Il rituale prevedeva che il pater familias gettasse alle sue spalle alcune fave nere per il numero simbolico di nove volte, recitando formule propiziatorie. Invece per gli Argei non si buttavano le fave ma i fantocci, e non in terra ma nel fiume.

La versione più concreta è che gli Argei, che in epoca antichissima conquistarono Roma, ovvero gli abitanti della futura Roma, furono cacciati dagli stessi Romani e i loro capi gettati nel Tevere, usanza riservata ai tiranni dell'Urbe, tanto è vero che i Romani in epoca monarchica, non potendo gettare a Tevere Taquinio, ci gettarono dei covoni di grano dei suoi campi.
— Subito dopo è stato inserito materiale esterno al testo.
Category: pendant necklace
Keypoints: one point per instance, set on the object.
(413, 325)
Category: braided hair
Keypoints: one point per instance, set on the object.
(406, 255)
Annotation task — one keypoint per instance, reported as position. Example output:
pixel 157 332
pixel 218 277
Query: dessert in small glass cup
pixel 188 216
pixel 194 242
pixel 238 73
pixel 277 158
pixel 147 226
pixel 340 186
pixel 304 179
I romani erano tosti, facili alla ribellione, facili ad aggregarsi e organizzarsi tra loro per cacciare qualsiasi tiranno. Prova ne sia che gli Argei se ne andarono e non tornarono più.

Ancora un elemento di prova: I Lemuri (in latino "lemures", cioè "spiriti della notte) erano gli spiriti dei morti diventati vampiri, ossia anime che non riescono a trovare riposo a causa della loro morte violenta. Secondo il mito tornavano sulla terra a tormentare i vivi, perseguitando le persone fino a portarle alla pazzia.
Il che dimostra che gli Argea, prima venerati, erano poi deceduti per morte violenta, in quanto i romani li avevano legati come salami e gettati nel Tevere. Da qui le Lemuria per impedire che potessero tornare dai vivi e vendicarsi.